Racial composition as of the 2020 census
| Race | Number | Percent |
|---|---|---|
| White | 2,370 | 52.6% |
| Black or African American | 304 | 6.8% |
| American Indian and Alaska Native | 36 | 0.8% |
| Asian | 207 | 4.6% |
| Native Hawaiian and Other Pacific Islander | 2 | 0.0% |
| Some other race | 771 | 17.1% |
| Two or more races | 813 | 18.1% |

===2010 census===
As of the census of 2010, there were 4,160 people, 1,495 households, and 1,495 families residing in the city. The population density was 1,071.3 PD/sqmi. There were 1,728 housing units at an average density of 469.7 /sqmi. The racial makeup of the city was 67.7% White, 5.7% African American, 0.9% Native American, 4.2% Asian (3.0% Laotian), 0.6% Pacific Islander, 16.5% from other races, and 4.4% from two or more races.
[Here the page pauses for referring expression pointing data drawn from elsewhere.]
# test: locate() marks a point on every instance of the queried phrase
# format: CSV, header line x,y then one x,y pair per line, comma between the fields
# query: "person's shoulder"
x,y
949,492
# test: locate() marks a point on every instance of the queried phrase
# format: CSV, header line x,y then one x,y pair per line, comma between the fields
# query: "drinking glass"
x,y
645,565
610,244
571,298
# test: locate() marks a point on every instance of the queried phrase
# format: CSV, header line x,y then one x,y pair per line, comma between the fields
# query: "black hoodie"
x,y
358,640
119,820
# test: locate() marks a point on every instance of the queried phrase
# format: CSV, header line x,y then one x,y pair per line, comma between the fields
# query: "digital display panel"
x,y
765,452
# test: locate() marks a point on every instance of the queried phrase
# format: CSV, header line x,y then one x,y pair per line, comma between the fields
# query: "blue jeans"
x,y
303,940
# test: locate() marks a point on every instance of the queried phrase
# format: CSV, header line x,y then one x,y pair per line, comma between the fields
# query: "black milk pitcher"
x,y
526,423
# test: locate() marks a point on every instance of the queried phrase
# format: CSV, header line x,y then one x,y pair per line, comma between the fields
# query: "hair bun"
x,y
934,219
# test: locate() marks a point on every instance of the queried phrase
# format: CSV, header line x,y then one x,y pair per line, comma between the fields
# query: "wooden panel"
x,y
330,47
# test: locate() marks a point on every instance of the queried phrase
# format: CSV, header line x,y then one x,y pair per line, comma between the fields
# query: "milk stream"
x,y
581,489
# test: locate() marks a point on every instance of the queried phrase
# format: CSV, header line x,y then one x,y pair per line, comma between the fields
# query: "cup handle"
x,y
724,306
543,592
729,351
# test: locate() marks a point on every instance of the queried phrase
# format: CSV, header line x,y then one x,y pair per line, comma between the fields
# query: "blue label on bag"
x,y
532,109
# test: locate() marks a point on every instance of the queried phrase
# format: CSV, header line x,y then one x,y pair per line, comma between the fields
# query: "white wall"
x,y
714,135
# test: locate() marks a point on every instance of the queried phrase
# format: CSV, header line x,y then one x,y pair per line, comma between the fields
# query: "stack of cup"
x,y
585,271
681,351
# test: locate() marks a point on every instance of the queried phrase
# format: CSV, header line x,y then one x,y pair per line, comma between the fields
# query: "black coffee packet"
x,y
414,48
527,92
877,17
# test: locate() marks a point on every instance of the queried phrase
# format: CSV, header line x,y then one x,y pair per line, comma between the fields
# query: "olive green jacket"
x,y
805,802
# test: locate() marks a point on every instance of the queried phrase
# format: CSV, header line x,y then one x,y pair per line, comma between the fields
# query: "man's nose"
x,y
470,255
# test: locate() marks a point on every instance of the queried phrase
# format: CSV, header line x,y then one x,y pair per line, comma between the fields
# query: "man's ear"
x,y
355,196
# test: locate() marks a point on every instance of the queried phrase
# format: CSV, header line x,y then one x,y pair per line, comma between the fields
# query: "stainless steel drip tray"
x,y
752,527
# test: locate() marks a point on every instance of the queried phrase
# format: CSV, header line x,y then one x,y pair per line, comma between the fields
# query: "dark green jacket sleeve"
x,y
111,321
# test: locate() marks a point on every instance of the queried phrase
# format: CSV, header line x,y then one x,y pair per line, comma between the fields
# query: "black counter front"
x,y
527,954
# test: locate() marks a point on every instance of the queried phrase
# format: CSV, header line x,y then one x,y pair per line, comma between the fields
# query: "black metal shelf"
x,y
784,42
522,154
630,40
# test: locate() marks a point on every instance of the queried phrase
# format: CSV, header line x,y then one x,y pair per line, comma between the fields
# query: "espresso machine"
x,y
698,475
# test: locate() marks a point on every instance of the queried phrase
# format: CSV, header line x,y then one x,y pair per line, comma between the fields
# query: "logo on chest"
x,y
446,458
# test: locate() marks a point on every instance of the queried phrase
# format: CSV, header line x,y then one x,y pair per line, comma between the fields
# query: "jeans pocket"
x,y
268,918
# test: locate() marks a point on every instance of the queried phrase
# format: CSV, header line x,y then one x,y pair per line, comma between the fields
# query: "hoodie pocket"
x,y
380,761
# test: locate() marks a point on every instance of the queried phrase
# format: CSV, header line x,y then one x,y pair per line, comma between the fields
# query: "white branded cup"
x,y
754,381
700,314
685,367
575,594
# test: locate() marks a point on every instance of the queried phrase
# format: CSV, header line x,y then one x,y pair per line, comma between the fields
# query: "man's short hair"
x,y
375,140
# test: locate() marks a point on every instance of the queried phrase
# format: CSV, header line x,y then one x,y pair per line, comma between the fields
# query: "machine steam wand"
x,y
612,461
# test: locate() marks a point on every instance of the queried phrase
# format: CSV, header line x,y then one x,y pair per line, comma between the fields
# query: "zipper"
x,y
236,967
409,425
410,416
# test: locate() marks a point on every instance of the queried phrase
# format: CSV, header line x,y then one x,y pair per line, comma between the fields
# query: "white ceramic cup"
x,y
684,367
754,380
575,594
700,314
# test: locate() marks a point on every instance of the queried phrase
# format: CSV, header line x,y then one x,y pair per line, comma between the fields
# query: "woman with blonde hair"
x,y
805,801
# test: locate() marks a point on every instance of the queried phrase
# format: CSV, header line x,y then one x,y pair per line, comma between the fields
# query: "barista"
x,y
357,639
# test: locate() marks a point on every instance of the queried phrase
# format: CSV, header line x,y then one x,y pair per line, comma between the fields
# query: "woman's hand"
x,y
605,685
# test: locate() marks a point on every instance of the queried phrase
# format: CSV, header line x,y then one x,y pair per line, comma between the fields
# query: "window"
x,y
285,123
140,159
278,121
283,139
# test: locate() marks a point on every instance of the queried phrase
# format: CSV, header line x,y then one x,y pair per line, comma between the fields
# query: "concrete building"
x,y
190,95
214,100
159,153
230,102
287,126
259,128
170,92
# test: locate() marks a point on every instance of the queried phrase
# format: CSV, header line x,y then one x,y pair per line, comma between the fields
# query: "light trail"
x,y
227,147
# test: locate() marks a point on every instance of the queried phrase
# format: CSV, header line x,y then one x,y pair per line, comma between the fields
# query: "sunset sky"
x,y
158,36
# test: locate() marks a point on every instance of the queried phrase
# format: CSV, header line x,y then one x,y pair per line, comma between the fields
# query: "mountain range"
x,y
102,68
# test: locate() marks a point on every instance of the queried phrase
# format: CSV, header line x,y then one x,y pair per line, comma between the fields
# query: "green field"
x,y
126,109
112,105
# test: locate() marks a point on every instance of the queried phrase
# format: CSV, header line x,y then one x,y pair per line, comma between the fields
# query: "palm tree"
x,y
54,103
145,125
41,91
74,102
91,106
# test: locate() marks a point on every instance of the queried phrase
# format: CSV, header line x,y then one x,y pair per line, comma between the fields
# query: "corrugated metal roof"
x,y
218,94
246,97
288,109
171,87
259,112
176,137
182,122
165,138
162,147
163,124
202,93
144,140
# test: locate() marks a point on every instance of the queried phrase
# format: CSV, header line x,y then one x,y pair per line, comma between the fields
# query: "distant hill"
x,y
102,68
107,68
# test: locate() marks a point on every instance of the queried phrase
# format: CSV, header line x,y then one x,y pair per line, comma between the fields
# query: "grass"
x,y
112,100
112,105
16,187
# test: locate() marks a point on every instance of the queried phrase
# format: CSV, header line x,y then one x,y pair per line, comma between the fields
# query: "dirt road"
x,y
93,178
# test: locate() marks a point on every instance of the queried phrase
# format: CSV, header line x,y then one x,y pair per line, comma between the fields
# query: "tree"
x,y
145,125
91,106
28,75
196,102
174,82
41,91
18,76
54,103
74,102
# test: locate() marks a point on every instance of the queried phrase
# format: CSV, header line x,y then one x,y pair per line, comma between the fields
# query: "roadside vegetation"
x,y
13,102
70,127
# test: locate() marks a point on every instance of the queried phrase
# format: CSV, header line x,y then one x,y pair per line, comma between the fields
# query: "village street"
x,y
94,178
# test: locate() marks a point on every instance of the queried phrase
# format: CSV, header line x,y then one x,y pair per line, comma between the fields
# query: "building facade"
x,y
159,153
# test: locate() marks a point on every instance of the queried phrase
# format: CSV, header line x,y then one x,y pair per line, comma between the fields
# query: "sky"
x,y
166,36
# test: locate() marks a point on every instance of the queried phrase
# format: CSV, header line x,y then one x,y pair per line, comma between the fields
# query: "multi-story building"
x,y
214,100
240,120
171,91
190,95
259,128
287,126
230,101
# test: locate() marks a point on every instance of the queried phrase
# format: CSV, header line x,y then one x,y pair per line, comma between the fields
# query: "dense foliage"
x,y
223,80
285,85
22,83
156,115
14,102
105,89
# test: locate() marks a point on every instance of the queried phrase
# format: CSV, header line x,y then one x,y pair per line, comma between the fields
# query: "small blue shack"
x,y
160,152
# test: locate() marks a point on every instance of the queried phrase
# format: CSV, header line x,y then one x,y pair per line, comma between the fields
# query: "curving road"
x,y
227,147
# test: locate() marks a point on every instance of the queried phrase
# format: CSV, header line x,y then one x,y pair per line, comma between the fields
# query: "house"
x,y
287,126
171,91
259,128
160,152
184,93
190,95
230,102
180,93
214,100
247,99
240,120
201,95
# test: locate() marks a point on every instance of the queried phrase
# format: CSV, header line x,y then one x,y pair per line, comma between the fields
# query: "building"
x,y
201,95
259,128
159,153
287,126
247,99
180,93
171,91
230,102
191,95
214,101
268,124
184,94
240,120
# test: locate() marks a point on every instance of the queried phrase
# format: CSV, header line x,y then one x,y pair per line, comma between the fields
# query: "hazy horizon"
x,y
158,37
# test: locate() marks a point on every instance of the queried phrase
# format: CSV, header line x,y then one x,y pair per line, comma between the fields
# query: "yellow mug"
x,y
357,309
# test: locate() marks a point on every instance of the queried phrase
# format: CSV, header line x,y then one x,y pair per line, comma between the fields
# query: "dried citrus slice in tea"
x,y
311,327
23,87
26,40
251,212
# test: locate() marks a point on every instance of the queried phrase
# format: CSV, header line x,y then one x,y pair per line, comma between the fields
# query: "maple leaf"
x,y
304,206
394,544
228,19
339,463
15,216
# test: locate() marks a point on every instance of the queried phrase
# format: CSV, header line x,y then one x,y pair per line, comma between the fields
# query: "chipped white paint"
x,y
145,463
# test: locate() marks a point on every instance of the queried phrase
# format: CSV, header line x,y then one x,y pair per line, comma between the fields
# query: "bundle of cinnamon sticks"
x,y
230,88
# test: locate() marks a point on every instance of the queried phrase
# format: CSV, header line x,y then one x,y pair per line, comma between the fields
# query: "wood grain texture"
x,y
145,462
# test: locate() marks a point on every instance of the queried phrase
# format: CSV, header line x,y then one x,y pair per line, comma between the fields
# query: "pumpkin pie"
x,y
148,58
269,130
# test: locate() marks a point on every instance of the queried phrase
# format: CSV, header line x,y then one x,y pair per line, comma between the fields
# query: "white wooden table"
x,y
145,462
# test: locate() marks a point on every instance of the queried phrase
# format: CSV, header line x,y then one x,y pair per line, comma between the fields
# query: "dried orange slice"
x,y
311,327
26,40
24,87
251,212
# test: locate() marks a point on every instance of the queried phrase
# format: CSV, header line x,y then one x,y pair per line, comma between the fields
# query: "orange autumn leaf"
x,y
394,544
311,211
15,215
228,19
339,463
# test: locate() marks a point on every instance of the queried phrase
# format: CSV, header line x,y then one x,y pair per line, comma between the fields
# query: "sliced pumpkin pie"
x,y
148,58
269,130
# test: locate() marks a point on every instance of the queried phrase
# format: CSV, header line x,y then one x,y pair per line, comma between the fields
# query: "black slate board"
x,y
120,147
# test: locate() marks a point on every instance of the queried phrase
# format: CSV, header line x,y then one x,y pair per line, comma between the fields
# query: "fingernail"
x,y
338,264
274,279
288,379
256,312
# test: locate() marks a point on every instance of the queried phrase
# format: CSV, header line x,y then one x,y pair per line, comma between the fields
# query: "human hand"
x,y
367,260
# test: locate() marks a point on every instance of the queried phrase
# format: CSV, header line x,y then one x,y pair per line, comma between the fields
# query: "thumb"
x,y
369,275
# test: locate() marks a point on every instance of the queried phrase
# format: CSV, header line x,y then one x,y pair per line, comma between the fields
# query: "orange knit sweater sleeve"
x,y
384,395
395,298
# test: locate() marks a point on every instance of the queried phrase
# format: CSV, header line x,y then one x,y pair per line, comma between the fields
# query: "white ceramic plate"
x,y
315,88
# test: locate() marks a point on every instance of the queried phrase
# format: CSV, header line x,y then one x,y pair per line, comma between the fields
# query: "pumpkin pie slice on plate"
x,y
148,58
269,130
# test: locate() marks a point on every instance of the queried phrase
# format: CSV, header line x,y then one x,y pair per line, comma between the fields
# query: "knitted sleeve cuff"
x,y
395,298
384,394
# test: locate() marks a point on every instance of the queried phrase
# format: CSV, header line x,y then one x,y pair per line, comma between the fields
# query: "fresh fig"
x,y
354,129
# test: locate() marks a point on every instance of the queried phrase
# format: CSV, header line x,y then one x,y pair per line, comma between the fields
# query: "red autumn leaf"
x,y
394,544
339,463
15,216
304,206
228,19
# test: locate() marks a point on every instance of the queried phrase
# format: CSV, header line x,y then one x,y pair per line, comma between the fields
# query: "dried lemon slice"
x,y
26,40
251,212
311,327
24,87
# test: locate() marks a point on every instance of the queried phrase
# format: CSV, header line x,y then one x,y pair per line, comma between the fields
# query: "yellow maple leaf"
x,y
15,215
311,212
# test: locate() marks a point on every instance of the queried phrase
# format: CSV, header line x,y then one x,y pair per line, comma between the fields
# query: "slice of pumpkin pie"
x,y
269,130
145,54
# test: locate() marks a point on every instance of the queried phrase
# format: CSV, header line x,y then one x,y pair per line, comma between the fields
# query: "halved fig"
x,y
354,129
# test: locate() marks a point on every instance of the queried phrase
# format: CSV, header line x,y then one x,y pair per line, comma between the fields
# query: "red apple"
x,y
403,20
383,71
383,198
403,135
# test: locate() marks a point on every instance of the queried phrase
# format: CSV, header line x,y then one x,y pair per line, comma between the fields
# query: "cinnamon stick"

Hispanic or Latino of any race were 34.8% of the population (26.7% Mexican).

There were 1,016 households, out of which 24.4% had children under the age of 18 living with them, 47.4% were married couples living together, 12.6% had a female householder with no husband present, and 35.6% were non-families. 32.1% of all households were made up of individuals, and 17.5% had someone living alone who was 65 years of age or older. The average household size was 2.47 and the average family size was 3.09.

In the city, the population was spread out, with 23.4% under the age of 18, 11.0% from 18 to 24, 26.4% from 25 to 44, 21.7% from 45 to 64, and 17.5% who were 65 years of age or older. The median age was 37 years. For every 100 females, there were 93.8 males. For every 100 females age 18 and over, there were 89.2 males.

The median income for a household in the city was $31,111, and the median income for a family was $42,041. Males had a median income of $25,505 versus $20,404 for females. The per capita income for the city was $21,701. About 8.8% of families and 13.3% of the population were below the poverty line, including 15.1% of those under age 18 and 20.2% of those age 65 or over.